Anonymous Anonymous said...

Wow. Having been in your shoes I am so so so happy to read this post. (((Hugs)))

September 28, 2006 at 7:12:00 PM PDT  
Anonymous Anonymous said...

there is such beauty and wisdom in this post...and while i don't pretend to know what you and boho boy are experiencing, i want you to know that i gather strength from the wisdom of your words and apply them to my own life...you are a force, dear one, and i continue to whisper a little prayer for you & hubby every night...

September 28, 2006 at 7:20:00 PM PDT  
Blogger Deirdre said...

What sweet relief this must be, to let go of the fear and fierce immediacy of the longing. That's when magic happens.

September 28, 2006 at 8:52:00 PM PDT  
Blogger bronxbt said...

every one of my friends who have ever experienced difficulty conceiving have in turn become pregnant once they've STOPPED the painful and traumatitic testing and waiting and worrying, etc.

good on you.

my bestest wishes,

B

September 28, 2006 at 9:27:00 PM PDT  
Blogger Shaz said...

Oh sweet thing,
My Blessings and Prayers for you you and yours will be sent daily.
Your inner strength is evident and your wisdom of yourself is elequent to say the least.
our its just a matter of when.

xoxox Shaz

September 28, 2006 at 9:42:00 PM PDT  
Anonymous Anonymous said...

This is SO HUGE, Denise.

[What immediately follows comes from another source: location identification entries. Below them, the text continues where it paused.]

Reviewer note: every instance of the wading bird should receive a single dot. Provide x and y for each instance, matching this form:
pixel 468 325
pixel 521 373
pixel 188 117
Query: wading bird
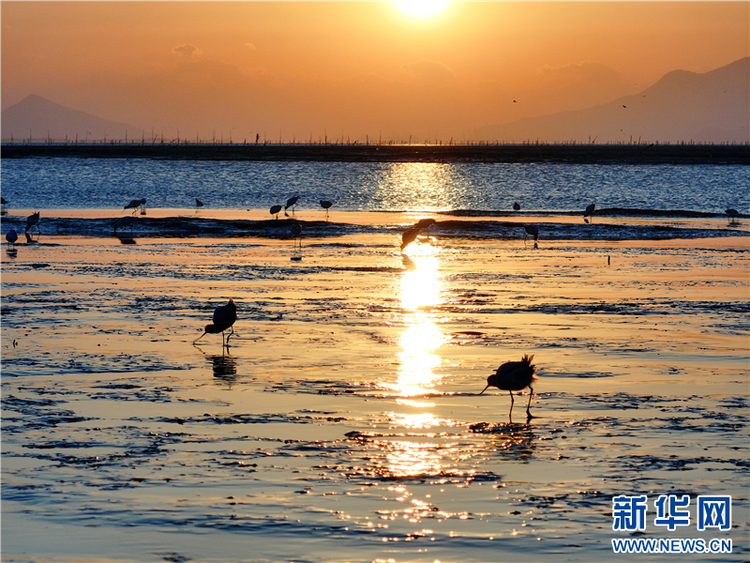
pixel 514 376
pixel 32 220
pixel 135 204
pixel 291 202
pixel 325 204
pixel 531 230
pixel 224 318
pixel 11 236
pixel 296 231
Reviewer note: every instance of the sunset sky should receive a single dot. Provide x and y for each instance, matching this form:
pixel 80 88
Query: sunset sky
pixel 301 70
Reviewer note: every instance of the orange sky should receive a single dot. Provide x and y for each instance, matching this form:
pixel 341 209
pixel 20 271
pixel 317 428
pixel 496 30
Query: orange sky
pixel 308 69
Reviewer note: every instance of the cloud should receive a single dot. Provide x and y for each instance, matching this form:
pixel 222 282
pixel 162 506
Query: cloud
pixel 429 70
pixel 187 51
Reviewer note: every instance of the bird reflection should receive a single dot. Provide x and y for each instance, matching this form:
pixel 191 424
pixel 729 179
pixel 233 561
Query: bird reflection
pixel 516 441
pixel 224 367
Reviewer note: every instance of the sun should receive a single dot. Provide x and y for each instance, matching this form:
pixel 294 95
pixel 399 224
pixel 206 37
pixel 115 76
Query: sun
pixel 421 9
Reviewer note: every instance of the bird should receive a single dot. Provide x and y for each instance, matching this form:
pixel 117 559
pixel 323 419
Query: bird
pixel 296 231
pixel 514 376
pixel 11 236
pixel 424 223
pixel 325 204
pixel 32 220
pixel 531 230
pixel 135 204
pixel 291 202
pixel 224 318
pixel 408 237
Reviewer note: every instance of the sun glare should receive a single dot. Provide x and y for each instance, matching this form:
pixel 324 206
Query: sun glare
pixel 421 9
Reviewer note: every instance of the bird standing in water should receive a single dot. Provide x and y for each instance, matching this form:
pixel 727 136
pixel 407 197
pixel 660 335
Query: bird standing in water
pixel 32 220
pixel 11 236
pixel 224 318
pixel 532 230
pixel 514 376
pixel 325 204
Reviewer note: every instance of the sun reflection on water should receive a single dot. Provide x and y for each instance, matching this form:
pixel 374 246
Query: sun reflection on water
pixel 420 290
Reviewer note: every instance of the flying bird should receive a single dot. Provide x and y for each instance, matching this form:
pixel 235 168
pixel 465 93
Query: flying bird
pixel 514 376
pixel 291 202
pixel 325 204
pixel 224 318
pixel 409 237
pixel 11 236
pixel 32 220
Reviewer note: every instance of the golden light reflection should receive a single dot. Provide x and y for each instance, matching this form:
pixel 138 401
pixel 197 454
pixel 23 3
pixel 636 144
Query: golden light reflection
pixel 420 290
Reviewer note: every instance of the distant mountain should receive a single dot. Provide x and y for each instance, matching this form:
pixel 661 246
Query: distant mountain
pixel 713 107
pixel 40 119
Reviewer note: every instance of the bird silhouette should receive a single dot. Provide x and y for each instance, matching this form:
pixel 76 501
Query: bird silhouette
pixel 531 230
pixel 11 236
pixel 32 220
pixel 514 376
pixel 296 231
pixel 224 318
pixel 135 204
pixel 411 234
pixel 409 237
pixel 325 204
pixel 291 202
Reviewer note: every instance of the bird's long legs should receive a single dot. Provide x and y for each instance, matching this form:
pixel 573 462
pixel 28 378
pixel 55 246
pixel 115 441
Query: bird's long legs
pixel 531 394
pixel 228 336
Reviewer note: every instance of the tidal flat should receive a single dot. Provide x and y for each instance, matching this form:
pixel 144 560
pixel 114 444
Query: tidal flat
pixel 343 422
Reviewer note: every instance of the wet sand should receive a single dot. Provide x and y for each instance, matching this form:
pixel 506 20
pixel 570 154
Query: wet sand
pixel 343 423
pixel 529 152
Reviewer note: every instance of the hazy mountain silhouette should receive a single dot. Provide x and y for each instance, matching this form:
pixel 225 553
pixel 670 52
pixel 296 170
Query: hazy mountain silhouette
pixel 713 107
pixel 41 119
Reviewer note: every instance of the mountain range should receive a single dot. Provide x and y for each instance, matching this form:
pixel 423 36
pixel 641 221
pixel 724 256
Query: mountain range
pixel 683 106
pixel 713 107
pixel 39 119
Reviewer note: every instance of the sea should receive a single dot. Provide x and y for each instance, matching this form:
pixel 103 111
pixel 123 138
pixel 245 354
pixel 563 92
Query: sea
pixel 344 420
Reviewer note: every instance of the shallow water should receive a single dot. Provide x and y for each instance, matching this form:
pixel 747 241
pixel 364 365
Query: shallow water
pixel 343 423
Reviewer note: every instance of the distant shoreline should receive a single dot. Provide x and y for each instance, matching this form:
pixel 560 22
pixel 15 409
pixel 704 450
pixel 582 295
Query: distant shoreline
pixel 484 153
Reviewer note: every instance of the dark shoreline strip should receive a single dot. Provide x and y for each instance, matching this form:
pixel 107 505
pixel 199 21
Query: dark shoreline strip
pixel 527 153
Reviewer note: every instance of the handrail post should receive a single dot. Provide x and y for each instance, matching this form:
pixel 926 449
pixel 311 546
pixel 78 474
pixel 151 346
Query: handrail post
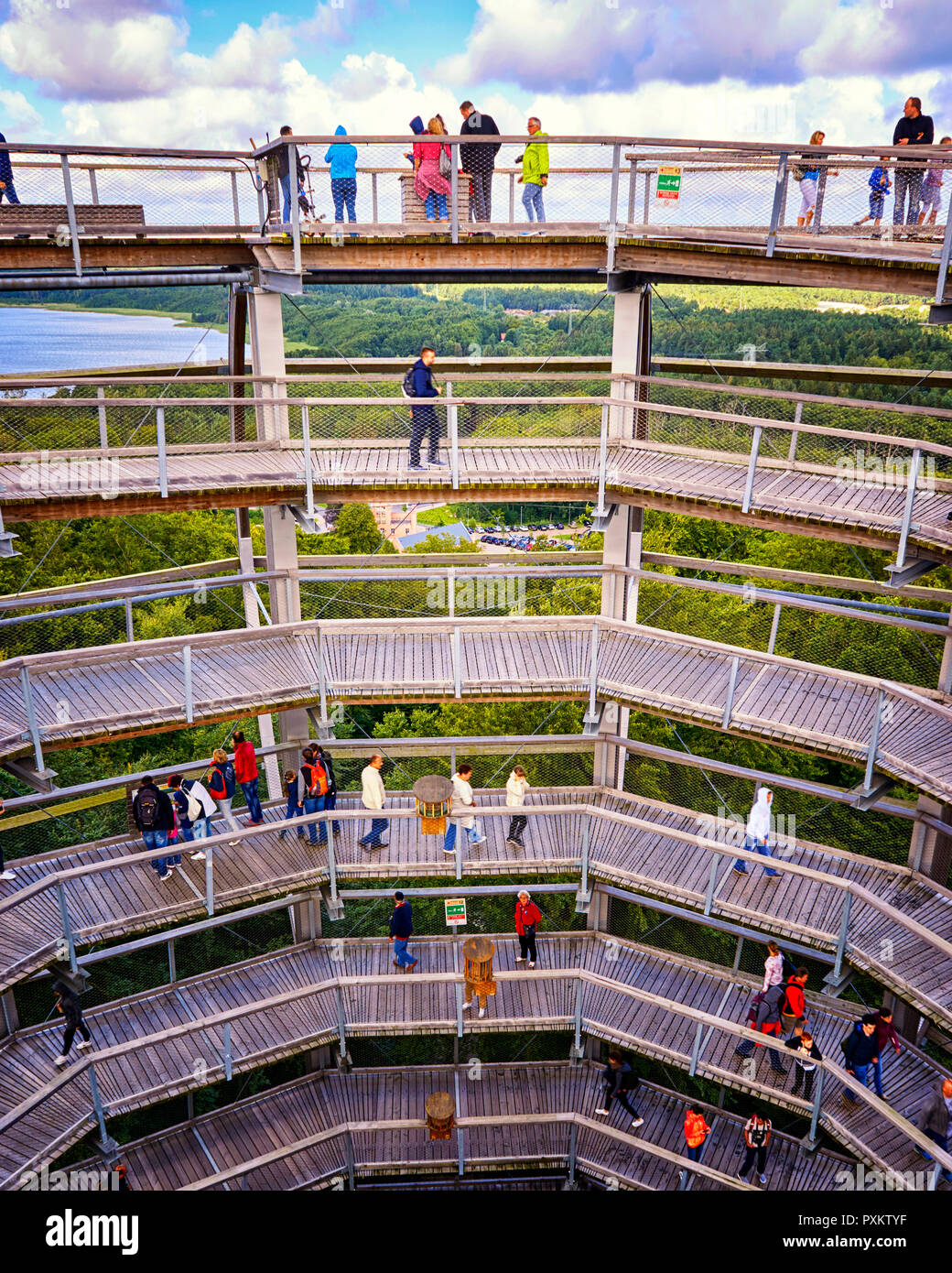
pixel 188 674
pixel 908 508
pixel 779 201
pixel 873 746
pixel 752 470
pixel 71 214
pixel 66 926
pixel 227 1050
pixel 27 689
pixel 308 462
pixel 160 446
pixel 453 430
pixel 296 209
pixel 841 940
pixel 455 190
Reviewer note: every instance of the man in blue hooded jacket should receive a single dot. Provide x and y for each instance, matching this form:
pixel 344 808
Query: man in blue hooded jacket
pixel 6 176
pixel 342 159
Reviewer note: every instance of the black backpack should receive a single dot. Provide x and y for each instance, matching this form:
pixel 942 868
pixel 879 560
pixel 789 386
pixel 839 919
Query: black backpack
pixel 147 809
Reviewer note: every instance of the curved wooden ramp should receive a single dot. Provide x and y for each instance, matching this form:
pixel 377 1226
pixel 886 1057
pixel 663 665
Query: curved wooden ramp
pixel 84 697
pixel 264 1126
pixel 647 847
pixel 171 1040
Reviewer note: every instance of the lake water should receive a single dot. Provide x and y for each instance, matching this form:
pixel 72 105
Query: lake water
pixel 35 340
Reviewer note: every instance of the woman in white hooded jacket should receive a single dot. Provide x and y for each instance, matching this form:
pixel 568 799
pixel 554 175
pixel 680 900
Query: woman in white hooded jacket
pixel 515 789
pixel 757 838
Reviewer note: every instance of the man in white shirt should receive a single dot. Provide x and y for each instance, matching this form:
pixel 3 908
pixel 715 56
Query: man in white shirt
pixel 462 800
pixel 373 796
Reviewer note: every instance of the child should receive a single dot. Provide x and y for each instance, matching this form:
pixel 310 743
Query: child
pixel 879 189
pixel 296 806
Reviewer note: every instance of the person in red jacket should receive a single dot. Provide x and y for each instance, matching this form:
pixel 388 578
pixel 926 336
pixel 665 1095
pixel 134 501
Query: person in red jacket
pixel 527 917
pixel 246 770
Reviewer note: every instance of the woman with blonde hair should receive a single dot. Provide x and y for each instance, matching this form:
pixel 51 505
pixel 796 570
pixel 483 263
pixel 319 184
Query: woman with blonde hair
pixel 432 165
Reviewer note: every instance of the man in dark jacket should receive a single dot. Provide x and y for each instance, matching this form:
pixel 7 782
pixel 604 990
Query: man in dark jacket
pixel 68 1004
pixel 913 130
pixel 426 421
pixel 401 927
pixel 860 1051
pixel 6 176
pixel 153 815
pixel 479 160
pixel 937 1119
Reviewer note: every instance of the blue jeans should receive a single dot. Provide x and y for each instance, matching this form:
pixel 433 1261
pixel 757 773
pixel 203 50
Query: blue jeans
pixel 400 952
pixel 755 847
pixel 251 796
pixel 860 1074
pixel 158 841
pixel 532 199
pixel 316 805
pixel 378 825
pixel 430 205
pixel 344 192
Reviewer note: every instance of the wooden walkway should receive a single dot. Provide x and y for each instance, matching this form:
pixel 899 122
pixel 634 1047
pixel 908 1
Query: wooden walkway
pixel 126 691
pixel 698 483
pixel 271 1120
pixel 169 1040
pixel 116 903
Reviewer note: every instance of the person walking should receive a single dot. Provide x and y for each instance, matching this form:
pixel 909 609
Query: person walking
pixel 462 800
pixel 515 787
pixel 424 420
pixel 153 815
pixel 860 1051
pixel 479 160
pixel 373 796
pixel 341 156
pixel 618 1081
pixel 401 927
pixel 763 1016
pixel 294 806
pixel 757 834
pixel 284 175
pixel 885 1037
pixel 937 1120
pixel 222 782
pixel 806 1054
pixel 6 188
pixel 535 172
pixel 913 129
pixel 246 772
pixel 68 1004
pixel 756 1138
pixel 527 919
pixel 313 778
pixel 432 160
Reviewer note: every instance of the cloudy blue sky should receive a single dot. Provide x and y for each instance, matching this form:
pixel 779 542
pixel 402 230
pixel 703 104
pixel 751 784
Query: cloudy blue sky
pixel 212 74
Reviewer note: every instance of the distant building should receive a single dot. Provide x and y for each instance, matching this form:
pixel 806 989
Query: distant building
pixel 456 531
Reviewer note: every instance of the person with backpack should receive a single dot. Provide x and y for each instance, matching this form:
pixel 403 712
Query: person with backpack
pixel 618 1081
pixel 246 772
pixel 860 1051
pixel 763 1015
pixel 806 1054
pixel 296 805
pixel 222 786
pixel 154 816
pixel 313 779
pixel 756 1138
pixel 417 385
pixel 68 1004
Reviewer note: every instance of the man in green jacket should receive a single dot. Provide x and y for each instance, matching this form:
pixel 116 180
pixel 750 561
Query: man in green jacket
pixel 535 172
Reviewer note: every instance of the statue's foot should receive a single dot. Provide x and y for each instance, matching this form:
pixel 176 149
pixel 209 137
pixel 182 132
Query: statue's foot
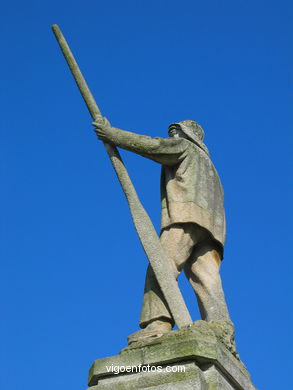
pixel 224 330
pixel 152 331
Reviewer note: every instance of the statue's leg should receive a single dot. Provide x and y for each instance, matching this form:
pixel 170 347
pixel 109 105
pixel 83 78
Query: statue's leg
pixel 177 242
pixel 202 271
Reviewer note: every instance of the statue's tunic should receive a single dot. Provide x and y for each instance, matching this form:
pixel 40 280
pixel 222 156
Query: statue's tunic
pixel 191 190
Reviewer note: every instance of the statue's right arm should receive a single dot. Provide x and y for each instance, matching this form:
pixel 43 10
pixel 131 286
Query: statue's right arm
pixel 167 151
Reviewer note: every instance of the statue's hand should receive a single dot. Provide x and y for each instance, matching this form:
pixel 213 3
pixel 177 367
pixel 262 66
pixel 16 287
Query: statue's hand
pixel 103 128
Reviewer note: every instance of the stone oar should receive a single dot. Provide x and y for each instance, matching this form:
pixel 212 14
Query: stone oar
pixel 142 222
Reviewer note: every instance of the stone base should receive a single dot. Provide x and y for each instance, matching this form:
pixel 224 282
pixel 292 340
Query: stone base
pixel 192 358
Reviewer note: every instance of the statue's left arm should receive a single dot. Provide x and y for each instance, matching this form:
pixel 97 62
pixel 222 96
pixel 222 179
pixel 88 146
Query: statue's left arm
pixel 167 151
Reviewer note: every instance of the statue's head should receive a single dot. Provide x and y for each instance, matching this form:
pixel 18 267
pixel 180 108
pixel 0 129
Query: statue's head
pixel 190 130
pixel 187 129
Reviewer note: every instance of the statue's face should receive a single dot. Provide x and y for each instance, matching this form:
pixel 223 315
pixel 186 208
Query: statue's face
pixel 175 131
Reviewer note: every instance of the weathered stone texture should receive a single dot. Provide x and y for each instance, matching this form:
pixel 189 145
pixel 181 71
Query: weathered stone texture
pixel 209 365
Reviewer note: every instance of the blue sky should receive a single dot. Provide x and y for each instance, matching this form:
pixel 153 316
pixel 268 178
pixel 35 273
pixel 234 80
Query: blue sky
pixel 72 268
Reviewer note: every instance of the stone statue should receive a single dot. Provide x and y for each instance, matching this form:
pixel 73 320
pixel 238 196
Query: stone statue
pixel 192 239
pixel 193 220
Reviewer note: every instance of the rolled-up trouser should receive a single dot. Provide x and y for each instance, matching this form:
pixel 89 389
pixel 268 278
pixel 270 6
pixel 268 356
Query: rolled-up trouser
pixel 189 247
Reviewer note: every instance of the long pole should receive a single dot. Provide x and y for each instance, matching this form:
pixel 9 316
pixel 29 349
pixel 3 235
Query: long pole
pixel 144 227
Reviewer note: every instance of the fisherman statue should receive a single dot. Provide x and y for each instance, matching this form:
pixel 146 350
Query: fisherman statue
pixel 192 224
pixel 193 220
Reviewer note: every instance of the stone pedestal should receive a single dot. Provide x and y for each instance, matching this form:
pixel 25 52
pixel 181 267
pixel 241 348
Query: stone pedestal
pixel 194 358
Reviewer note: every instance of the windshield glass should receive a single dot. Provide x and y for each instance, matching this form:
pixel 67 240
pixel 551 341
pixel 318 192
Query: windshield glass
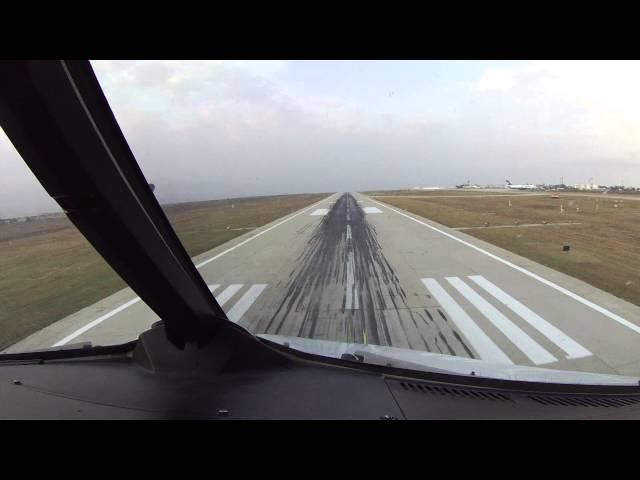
pixel 438 211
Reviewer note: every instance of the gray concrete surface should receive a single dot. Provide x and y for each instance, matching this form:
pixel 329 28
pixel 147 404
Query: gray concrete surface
pixel 354 269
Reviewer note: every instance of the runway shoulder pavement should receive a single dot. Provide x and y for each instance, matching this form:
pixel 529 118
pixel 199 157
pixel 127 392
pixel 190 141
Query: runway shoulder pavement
pixel 354 269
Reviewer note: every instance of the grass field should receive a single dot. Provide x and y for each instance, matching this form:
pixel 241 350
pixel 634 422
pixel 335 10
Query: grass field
pixel 49 270
pixel 603 232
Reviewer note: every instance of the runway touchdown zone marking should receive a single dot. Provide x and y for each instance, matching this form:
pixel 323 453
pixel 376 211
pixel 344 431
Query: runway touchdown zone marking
pixel 486 348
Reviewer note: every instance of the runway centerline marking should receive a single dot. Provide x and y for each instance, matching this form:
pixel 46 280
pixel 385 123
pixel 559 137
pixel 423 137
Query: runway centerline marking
pixel 613 316
pixel 117 310
pixel 572 348
pixel 351 291
pixel 535 352
pixel 480 341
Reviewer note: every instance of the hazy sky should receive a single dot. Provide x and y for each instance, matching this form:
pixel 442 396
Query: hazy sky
pixel 214 129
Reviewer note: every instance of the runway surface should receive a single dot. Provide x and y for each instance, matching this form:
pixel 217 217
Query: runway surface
pixel 354 269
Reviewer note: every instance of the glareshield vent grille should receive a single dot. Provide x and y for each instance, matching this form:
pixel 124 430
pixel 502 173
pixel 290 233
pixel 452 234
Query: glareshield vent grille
pixel 571 401
pixel 456 392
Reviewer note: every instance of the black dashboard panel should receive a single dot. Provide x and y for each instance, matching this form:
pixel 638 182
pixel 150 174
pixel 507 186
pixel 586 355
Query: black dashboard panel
pixel 250 379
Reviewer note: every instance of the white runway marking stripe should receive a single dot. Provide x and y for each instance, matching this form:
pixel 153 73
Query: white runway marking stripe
pixel 371 210
pixel 351 291
pixel 242 305
pixel 113 312
pixel 613 316
pixel 572 348
pixel 481 343
pixel 97 321
pixel 227 293
pixel 536 353
pixel 320 211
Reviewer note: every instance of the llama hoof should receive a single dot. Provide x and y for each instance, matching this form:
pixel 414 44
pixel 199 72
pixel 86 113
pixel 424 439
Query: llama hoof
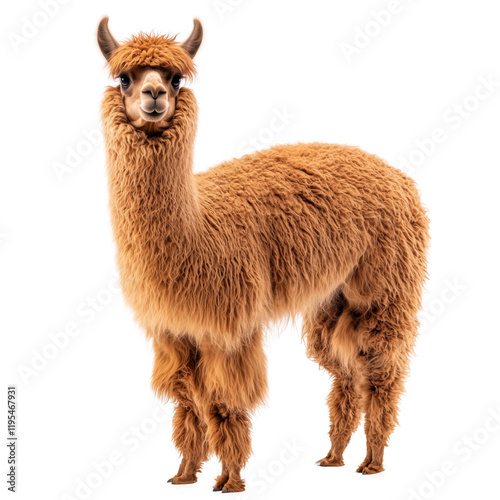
pixel 234 486
pixel 330 462
pixel 220 482
pixel 182 480
pixel 371 469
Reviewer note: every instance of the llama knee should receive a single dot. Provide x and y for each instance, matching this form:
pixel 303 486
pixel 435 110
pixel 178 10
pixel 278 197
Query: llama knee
pixel 173 369
pixel 228 435
pixel 189 432
pixel 237 380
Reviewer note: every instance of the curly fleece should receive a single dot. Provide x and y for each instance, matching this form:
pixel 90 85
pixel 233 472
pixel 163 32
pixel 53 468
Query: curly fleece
pixel 207 260
pixel 151 50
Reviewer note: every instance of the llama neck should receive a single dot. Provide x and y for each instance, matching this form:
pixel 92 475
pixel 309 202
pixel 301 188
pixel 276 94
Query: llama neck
pixel 153 197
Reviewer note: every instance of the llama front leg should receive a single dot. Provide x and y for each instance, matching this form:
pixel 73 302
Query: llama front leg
pixel 229 438
pixel 233 383
pixel 344 403
pixel 173 377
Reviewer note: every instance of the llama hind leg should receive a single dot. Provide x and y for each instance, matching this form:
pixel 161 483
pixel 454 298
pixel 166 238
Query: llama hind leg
pixel 388 349
pixel 332 342
pixel 233 383
pixel 173 377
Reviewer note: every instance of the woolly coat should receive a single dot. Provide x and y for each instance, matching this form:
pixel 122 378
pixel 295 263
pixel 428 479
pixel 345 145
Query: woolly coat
pixel 217 254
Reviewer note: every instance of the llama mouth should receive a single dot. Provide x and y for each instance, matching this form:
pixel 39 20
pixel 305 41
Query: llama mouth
pixel 152 116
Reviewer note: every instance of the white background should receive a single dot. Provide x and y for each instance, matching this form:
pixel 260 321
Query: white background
pixel 412 76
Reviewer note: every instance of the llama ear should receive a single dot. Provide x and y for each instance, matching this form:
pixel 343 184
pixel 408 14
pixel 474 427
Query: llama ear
pixel 105 39
pixel 192 44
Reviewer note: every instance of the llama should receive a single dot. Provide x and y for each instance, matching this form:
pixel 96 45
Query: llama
pixel 207 261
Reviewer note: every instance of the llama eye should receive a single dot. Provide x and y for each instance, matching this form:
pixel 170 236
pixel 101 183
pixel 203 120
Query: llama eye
pixel 125 81
pixel 176 81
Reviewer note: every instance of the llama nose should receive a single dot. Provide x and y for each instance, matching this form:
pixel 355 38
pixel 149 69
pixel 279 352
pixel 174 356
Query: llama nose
pixel 155 90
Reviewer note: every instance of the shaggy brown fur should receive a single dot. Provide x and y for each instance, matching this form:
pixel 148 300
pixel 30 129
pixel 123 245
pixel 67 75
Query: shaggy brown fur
pixel 208 260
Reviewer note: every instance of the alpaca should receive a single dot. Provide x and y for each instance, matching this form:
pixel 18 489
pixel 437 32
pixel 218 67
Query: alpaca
pixel 207 261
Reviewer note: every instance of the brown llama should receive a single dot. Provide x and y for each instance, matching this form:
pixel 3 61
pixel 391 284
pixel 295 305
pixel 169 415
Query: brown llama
pixel 207 260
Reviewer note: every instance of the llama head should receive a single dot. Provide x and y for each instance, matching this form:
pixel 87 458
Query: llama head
pixel 150 69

It's bizarre to me that we are in exactly the same mental place right now. I don't have anything else to say about it. I'm just soaking and pondering...

September 28, 2006 at 10:19:00 PM PDT  
Blogger turquoise cro said...

Letting go is a good thing Boho sweetie and also being quiet... that's where I am right now, being quiet***sweet dreams***

September 28, 2006 at 11:06:00 PM PDT  
Anonymous Anonymous said...

i have been reading your blog for some time...
last night you were in my dreams and you were the mommy of the sweetest little boy! he was beautiful, loving and kind. he was playing with my son and we sat around talking about your journey, it was SO real.

you have a precious life and much love to share, it will happen for you. all in good time my dear.

life is so mysterious!

peace & love~

September 29, 2006 at 3:41:00 AM PDT  
Blogger Left-handed Trees... said...

Holding the quiet spaces with you here where I am...
--Delia--

September 29, 2006 at 6:50:00 AM PDT  
Blogger gkgirl said...

letting go of the need for control
sounds like a good thing...
sending all the best wishes
and good luck
i can...
xo

September 29, 2006 at 9:24:00 AM PDT  
Blogger Letha Sandison said...

Letting go is so spiritual and not easy. It is a major life change and philosophy. I am so happy for you that you are able to achieve it, that you are living it!!!

I think it really brings peace to the heart.

I am going to try to model your behavior :)

Love you munchkin!!
XOXOX

September 29, 2006 at 11:09:00 AM PDT  
Blogger nina beana said...

xo

so deep sister.

September 29, 2006 at 11:41:00 AM PDT  
Blogger mint and orange said...

so peaceful and enlightening.
this can certainly apply to many parts of our lives. letting go... being at peace... i'm so happy to read that you've come to this place.

September 29, 2006 at 12:19:00 PM PDT  
Blogger Kristine said...

Sounds like a good place to be!

September 29, 2006 at 12:59:00 PM PDT  
Blogger Colorsonmymind said...

Pouring tears*****

words can do no justice to the peace, joy, honor I feel knowing you and having you as my journeying partner-not just in fertility but in life.

You are so cherished and dear to me beautiful girl.

I am right here with you darling....right here....not only is it a great place to be...but to glance over and see that you are right here too....oooooh it is delightful.

Loving you

September 29, 2006 at 7:25:00 PM PDT  
Blogger liz elayne lamoreux said...

this is so beautiful my dear friend. you are shedding the layers. letting go. oh this fills my heart with joy.

September 30, 2006 at 9:28:00 PM PDT  
Blogger alex said...

Ah! Letting go...a big one for me too.

I see a great deal of warmth and exuberance in your images. When your special little spirit finally decides to come out of the dreamtime he/she will be a very happy child!